We're in "Level 5" lock down until Thursday midnight, when we switch to the slightly more relaxed "Level 4".

Today, and for the last 5 weeks, masks were optional. As of Friday, it's mandatory to wear a mask when leaving the house.
 
They're relaxing the lockdown here from Monday. You'll be allowed to leave the house without sending the text message request, but you're not allowed to leave your municipality. Businesses will start to open form Monday too.
 
I probably got the wrong end of the stick totally but I thought that the wide spread use of mask in the community was to reduce the chances of the wearer spreading the virus rather than protecting the wearer from it.

True. The problem which the various interviewees I've heard have referred to is that they may increase the wearer's own risk for a variety of reasons (for instance a number of them simply don't agree that wearing a mask decreases the risk of touching your face) and that the balance of advantage is not scientifically clear.
 
True. The problem which the various interviewees I've heard have referred to is that they may increase the wearer's own risk for a variety of reasons (for instance a number of them simply don't agree that wearing a mask decreases the risk of touching your face) and that the balance of advantage is not scientifically clear.

It's a minor (and debatable) increase in the wearer's own risk, in exchange for a major (and very likely) decrease in the risk of the wearer infecting others.
 
I just inhale when no one is close, and exhale forcibly when anyone passes nearby. This has the added safety benefit of people moving away from me pretty sharpish as I blow out in their direction.

The problem is that exhaling with force almost always results in a sharp intake of breath immediately after. It's a physiological response which means ppl can fuck you up by exhaling in your direction once you are done. I use the alternate method which is to hold my breath every time I pass someone without a mask, chanting 'Kabbadi' is optional but it makes it adds to the drama.
 
Yes, but as long as the mask is on your face you're holding them in place in a manner which wouldn't apply without one. Should a point arrive at which UK medics advise that on balance the science shows the risk to be worth taking, I'll go ahead and take it. As long as they're not convinced, though, neither am I.

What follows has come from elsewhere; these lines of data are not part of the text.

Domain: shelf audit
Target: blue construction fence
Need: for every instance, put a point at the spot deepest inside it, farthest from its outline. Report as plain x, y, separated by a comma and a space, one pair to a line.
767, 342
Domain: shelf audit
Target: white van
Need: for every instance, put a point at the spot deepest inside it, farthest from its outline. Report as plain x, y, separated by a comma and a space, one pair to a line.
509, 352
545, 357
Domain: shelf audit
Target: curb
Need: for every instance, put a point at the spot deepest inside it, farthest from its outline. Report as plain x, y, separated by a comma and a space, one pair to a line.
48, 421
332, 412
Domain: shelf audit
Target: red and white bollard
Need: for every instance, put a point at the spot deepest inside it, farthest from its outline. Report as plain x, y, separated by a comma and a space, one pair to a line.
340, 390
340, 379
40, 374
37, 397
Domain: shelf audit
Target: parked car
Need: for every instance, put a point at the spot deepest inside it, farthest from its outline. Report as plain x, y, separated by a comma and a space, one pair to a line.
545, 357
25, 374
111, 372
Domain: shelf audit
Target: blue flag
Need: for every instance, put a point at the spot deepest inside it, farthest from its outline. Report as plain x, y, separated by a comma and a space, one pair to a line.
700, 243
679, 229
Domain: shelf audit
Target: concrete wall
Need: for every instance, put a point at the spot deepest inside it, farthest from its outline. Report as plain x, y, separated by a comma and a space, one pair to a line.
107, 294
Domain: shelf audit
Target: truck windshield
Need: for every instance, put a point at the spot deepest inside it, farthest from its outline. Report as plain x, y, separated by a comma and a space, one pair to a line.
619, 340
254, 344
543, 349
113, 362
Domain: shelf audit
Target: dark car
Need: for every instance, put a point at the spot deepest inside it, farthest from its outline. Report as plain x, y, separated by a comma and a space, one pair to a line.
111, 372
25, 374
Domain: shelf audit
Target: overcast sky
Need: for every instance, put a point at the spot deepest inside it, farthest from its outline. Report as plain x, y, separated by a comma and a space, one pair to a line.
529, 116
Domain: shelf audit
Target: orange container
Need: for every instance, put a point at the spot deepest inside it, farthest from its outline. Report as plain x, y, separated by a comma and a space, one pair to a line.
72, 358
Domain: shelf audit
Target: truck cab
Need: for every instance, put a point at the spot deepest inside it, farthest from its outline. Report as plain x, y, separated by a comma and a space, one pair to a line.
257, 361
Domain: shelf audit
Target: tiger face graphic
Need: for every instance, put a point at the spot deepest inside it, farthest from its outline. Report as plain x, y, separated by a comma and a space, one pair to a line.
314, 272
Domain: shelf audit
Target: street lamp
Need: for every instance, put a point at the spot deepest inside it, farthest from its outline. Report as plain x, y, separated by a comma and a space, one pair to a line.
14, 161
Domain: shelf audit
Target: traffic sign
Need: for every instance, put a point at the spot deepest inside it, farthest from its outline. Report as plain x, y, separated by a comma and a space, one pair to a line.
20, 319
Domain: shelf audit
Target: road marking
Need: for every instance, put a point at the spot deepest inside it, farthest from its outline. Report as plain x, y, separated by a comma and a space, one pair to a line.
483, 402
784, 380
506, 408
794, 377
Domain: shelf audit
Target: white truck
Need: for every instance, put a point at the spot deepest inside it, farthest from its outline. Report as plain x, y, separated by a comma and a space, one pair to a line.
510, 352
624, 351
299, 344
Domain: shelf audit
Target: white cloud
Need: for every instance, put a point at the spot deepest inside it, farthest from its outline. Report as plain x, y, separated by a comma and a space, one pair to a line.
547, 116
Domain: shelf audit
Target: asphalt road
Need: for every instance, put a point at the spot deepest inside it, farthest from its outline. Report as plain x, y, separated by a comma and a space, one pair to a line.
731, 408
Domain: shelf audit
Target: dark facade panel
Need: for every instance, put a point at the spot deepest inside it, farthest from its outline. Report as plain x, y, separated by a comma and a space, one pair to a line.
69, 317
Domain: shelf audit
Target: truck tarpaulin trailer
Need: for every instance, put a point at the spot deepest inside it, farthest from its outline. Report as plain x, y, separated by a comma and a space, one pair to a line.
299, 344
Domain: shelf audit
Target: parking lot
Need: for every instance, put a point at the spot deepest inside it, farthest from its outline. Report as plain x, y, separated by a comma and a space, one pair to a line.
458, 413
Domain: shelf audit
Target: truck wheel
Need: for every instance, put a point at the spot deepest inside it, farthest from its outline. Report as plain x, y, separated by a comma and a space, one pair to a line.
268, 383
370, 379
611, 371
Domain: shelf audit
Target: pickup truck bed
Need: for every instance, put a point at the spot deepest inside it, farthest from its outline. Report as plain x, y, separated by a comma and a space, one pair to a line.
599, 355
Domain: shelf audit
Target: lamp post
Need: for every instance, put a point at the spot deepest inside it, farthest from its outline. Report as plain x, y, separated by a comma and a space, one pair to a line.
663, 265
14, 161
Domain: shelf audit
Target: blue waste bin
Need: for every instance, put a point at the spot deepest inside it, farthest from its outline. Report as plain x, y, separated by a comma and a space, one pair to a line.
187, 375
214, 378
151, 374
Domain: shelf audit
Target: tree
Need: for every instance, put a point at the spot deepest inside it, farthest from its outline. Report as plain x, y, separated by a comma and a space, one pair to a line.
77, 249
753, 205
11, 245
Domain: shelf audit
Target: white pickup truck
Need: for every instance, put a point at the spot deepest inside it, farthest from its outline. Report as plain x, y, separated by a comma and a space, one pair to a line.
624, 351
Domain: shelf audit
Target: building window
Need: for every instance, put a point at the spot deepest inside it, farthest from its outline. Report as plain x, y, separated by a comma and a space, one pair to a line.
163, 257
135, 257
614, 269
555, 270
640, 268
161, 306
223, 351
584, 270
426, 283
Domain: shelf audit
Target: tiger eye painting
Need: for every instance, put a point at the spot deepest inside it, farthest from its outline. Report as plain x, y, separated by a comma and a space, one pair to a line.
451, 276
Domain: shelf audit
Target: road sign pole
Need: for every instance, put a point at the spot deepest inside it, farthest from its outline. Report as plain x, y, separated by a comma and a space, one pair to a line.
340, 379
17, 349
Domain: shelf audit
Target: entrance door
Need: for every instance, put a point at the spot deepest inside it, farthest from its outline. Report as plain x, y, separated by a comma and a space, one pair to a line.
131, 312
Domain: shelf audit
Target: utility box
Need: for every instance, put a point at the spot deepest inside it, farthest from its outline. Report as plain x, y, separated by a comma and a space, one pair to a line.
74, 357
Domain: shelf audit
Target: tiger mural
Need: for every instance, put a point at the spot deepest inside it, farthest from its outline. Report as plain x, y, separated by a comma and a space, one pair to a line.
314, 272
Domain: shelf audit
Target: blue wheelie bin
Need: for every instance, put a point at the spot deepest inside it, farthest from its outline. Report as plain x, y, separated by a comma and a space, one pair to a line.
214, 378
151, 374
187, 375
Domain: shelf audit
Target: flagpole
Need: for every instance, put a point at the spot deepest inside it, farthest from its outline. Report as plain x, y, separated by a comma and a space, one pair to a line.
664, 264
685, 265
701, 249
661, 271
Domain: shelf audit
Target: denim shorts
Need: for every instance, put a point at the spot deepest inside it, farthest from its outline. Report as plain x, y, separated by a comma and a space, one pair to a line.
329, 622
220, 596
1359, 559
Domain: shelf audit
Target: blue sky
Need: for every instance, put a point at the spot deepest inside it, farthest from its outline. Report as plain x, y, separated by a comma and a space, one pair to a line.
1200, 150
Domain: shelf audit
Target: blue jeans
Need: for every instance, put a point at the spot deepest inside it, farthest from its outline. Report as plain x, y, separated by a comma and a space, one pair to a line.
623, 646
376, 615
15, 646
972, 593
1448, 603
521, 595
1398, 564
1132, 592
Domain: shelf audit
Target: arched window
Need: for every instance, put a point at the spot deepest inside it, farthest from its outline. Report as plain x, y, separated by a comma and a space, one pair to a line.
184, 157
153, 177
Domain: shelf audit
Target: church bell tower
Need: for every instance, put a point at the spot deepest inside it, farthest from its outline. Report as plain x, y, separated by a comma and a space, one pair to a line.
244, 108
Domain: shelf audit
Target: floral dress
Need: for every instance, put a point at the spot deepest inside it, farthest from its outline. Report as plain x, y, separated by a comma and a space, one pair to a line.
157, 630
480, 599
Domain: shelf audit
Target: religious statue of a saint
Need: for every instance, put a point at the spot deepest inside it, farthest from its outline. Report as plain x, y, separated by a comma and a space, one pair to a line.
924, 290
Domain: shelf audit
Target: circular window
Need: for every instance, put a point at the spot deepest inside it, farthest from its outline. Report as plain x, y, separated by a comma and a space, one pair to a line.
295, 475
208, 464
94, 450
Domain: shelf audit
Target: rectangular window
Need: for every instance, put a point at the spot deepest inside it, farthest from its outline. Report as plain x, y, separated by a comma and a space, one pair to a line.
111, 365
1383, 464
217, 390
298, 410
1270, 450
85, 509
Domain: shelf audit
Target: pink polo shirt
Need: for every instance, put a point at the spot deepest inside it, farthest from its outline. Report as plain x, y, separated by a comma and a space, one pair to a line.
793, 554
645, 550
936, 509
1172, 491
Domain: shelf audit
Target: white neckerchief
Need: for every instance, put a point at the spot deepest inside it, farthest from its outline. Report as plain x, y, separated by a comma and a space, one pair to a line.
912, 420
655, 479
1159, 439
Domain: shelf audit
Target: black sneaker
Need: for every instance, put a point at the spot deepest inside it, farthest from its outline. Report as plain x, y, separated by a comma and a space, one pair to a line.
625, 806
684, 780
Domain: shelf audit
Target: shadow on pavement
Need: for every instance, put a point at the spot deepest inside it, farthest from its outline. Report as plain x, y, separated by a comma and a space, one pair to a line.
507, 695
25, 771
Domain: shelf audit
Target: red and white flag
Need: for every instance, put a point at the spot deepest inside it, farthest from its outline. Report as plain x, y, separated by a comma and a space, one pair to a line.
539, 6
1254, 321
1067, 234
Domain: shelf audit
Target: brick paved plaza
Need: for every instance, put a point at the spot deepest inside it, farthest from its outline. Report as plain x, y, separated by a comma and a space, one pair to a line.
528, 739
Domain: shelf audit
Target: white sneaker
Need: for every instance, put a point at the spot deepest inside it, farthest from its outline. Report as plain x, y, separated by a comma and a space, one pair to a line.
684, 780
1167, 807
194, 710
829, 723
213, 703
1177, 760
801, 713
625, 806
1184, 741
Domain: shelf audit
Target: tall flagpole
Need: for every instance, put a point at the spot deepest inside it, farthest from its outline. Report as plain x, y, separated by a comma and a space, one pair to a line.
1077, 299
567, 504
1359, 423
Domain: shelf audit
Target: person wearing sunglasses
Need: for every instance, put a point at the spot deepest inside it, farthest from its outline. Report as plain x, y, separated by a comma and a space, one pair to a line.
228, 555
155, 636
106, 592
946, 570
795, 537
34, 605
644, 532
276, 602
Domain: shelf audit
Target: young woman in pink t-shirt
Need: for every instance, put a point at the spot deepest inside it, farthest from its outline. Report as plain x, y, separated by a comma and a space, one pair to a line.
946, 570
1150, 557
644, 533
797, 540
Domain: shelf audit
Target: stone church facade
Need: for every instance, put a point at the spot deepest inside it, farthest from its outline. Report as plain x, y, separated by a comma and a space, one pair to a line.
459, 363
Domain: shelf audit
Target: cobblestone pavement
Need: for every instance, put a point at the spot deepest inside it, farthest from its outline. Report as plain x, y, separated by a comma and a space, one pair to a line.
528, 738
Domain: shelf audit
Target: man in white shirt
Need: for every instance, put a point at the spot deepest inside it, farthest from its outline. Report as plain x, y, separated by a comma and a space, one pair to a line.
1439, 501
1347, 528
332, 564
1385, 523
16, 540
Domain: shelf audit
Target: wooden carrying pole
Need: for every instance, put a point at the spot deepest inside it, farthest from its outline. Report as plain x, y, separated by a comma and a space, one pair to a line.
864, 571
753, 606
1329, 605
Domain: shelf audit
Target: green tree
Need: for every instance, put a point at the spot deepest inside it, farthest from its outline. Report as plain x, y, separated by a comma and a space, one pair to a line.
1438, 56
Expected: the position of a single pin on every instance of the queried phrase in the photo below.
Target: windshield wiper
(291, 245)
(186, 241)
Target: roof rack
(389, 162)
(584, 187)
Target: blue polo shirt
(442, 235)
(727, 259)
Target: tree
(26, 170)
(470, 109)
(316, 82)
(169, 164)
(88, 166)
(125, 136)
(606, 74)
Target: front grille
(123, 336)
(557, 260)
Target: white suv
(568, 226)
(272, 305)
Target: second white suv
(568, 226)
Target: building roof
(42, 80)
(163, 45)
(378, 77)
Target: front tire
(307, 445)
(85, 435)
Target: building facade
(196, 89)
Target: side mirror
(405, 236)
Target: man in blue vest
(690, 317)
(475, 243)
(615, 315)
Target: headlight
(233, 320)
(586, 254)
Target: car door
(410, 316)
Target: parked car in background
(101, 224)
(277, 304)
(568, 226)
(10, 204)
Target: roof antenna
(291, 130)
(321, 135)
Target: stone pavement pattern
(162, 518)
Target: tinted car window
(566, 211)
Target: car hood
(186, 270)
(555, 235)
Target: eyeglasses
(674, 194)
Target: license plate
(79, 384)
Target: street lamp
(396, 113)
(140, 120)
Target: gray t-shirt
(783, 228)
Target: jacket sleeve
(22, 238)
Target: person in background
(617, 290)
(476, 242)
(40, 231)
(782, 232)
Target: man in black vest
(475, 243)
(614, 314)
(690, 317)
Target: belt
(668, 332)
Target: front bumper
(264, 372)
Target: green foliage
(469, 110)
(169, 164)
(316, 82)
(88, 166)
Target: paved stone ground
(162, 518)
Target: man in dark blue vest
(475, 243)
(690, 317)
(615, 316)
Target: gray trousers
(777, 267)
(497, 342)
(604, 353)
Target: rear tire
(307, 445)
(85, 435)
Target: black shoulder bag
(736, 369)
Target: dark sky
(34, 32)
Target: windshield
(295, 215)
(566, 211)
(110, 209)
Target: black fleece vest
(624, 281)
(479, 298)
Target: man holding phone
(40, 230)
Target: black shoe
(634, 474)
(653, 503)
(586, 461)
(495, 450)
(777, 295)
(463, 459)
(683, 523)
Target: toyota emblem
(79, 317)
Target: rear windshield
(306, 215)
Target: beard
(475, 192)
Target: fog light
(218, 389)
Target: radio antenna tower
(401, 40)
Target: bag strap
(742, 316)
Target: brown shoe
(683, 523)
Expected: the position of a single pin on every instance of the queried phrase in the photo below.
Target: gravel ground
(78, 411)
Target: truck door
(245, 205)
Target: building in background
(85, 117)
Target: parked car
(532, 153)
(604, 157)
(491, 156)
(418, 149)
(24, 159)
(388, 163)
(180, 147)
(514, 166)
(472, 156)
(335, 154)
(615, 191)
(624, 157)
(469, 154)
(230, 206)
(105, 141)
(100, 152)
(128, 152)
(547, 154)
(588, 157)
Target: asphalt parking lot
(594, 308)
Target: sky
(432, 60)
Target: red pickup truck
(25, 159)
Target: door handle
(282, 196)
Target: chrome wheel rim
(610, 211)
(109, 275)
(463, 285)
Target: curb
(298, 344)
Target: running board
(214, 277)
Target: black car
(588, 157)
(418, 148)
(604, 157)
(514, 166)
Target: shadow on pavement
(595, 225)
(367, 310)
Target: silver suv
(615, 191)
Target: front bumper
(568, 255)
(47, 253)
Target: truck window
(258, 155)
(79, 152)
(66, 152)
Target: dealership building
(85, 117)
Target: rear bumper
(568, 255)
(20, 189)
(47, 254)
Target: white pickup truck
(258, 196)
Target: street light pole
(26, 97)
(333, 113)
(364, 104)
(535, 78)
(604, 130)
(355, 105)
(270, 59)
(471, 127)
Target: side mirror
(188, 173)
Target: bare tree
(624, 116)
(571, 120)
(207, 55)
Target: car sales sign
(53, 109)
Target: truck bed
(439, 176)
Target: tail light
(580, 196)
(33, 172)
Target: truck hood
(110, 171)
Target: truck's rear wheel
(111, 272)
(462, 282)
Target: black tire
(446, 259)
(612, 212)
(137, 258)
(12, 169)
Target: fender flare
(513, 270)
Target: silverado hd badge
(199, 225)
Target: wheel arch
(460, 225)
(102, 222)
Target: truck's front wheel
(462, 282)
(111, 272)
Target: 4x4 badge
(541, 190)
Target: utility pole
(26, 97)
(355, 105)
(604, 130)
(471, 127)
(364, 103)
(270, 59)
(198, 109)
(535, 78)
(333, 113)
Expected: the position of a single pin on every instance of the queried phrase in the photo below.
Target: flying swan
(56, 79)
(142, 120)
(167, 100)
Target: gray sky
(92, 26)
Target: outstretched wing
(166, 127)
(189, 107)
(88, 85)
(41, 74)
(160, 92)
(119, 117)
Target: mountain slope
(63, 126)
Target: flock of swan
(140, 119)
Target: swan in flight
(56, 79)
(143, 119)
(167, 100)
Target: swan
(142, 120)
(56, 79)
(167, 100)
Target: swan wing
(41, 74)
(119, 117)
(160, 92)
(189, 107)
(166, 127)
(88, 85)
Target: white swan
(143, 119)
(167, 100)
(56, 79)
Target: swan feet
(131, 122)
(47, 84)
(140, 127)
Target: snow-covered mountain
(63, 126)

Surely holding the droplets in place is better than them going directly into your mouth or nose? Cotton masks are to be washed regularly.
 
Surely holding the droplets in place is better than them going directly into your mouth or nose? Cotton masks are to be washed regularly.

If the air was totally saturated in droplets all the time, as in a hospital ward, then you are right.

If the air is generally free from droplets, aside from a few isolated locations where people have coughed, then not so much. Imagine it like a local cloud of poison you are unlucky enough to walk through. If you are not inhaling at that moment then your exposure is zero. If you are inhaling then you will only take in about 500ml of the air. Not the end of the world. But if you walk through it with a mask that absorbs and holds onto the poison, then you capture a lot more of it which you subsequently breath in for the rest of your final day.
 
I don't need to wait for expert scientific studies to confirm the above to me. I'm pretty sure my conceptual model of the process is better than the shit they can ever hope to conclude from experiments.
 
It's a minor (and debatable) increase in the wearer's own risk, in exchange for a major (and very likely) decrease in the risk of the wearer infecting others.

That's not what the doctors and scientists I've heard interviewed here have been saying. Their whole point has been that the scientific evidence for that view is weak, that in fact the balance of risk may well be the other way around and that this affects the risk/benefit balance for society as a whole..
 
That's not what the doctors and scientists I've heard interviewed here have been saying. Their whole point has been that the scientific evidence for that view is weak, that in fact the balance of risk may well be the other way around and that this affects the risk/benefit balance for society as a whole..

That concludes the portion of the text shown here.